You're not missing anything obvious... what you're trying to do, on face
value, is not an easy thing to do. In M/R, joining is done based on
partitioning to the same reducer...how can you do that if you have a case
and foo is sent to reducer 1, bar to reducer 2? There's no way to know
where keys should be sent.
That said, there are options.
Option 1: a cross. Undesirable because of data explosion.
Option 2: If one of the data sets is large enough to fit in memory, you can
make a UDF that brings it in, and does the join for you. This is
essentially option 1.
Option 3: Less generically, exploit the join you're actually doing. In the
dummy example, it looks like you're checking if a token is contained in
another string.

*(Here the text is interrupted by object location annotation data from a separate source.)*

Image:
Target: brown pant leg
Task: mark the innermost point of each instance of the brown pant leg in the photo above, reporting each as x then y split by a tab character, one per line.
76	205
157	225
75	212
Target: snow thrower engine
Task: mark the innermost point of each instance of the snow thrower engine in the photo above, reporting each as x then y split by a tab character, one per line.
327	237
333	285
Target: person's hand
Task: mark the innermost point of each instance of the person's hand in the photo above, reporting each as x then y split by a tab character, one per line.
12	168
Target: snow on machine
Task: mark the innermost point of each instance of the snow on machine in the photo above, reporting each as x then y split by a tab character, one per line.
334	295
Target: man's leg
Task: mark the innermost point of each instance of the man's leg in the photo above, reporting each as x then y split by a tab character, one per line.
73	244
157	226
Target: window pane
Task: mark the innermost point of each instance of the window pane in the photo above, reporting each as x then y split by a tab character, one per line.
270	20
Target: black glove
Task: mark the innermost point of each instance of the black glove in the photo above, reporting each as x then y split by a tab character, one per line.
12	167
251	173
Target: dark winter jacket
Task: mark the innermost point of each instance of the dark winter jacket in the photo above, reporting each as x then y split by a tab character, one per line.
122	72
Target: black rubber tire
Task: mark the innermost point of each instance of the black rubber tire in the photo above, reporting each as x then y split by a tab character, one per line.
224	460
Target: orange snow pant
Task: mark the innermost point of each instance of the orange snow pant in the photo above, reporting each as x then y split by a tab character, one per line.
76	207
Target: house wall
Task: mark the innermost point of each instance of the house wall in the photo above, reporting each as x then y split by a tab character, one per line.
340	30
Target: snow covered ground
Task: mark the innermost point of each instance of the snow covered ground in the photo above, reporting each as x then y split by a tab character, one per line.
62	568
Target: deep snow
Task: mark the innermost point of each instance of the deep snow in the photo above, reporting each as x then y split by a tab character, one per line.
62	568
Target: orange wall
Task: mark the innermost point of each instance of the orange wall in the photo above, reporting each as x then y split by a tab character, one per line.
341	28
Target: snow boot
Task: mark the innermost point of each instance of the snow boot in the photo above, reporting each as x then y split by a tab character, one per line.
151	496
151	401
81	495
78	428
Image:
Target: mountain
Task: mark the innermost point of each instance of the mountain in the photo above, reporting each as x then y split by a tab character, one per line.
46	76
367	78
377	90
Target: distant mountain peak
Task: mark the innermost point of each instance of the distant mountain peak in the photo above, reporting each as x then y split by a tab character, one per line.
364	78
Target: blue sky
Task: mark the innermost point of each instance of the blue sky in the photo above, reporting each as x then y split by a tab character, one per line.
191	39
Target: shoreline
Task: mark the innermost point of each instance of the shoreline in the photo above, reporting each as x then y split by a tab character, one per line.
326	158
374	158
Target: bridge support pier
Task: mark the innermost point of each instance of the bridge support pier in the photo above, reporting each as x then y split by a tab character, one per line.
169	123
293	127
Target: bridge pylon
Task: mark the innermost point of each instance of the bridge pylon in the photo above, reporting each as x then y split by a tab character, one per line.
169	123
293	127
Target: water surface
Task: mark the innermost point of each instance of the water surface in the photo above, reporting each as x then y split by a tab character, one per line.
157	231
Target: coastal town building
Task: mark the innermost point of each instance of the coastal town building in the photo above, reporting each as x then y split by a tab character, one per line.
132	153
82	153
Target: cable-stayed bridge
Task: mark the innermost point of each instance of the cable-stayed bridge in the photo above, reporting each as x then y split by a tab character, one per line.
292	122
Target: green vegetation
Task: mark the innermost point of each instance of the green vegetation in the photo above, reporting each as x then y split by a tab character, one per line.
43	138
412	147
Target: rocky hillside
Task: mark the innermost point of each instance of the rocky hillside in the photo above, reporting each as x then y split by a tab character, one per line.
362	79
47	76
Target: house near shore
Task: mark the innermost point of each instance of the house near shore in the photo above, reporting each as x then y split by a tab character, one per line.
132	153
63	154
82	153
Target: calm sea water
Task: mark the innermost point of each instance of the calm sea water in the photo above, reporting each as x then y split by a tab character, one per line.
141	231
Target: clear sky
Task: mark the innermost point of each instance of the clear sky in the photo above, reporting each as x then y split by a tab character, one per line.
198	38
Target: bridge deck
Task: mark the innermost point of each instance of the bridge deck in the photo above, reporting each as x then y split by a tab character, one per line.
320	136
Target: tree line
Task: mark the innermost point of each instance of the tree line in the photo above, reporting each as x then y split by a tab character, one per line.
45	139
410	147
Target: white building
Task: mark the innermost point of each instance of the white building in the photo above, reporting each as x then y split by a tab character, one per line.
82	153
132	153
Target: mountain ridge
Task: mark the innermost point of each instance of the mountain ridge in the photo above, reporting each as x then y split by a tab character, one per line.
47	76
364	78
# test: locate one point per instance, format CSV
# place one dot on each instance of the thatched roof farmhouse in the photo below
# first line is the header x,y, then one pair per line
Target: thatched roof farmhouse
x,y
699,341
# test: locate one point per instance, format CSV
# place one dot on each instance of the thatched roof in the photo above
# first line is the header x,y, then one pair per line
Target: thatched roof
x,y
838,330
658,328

You could convert this into a join by tokenizing,
flattening, doing the join, etc. I don't know how close your real use case
is to what you posted.
2012/8/29 Mat Kelcey <firstname.lastname@example.org>
Considering the following two relations...
grunt> querys = load 'query' as (id:int, token:chararray);
grunt> dump querys
grunt> documents = load 'document' as (id:int, text:chararray);
grunt> dump documents;
(21,foo bar frog)
Is is possible to do a join where the query:token is not equal to but
contained in documents:text ?
(11,foo,21,foo bar frog)
(12,bar,21,foo bar frog)
(13,frog,21,foo bar frog)
I can certainly do this in Java map/reduce (as we all had to in the
dark days days before pig) but is there a way to hack this together
with a custom udf or some other weird join backdoor (customer
partitioner for a group or something whacky) ???
It's been a long day, maybe I'm just missing some super obvious..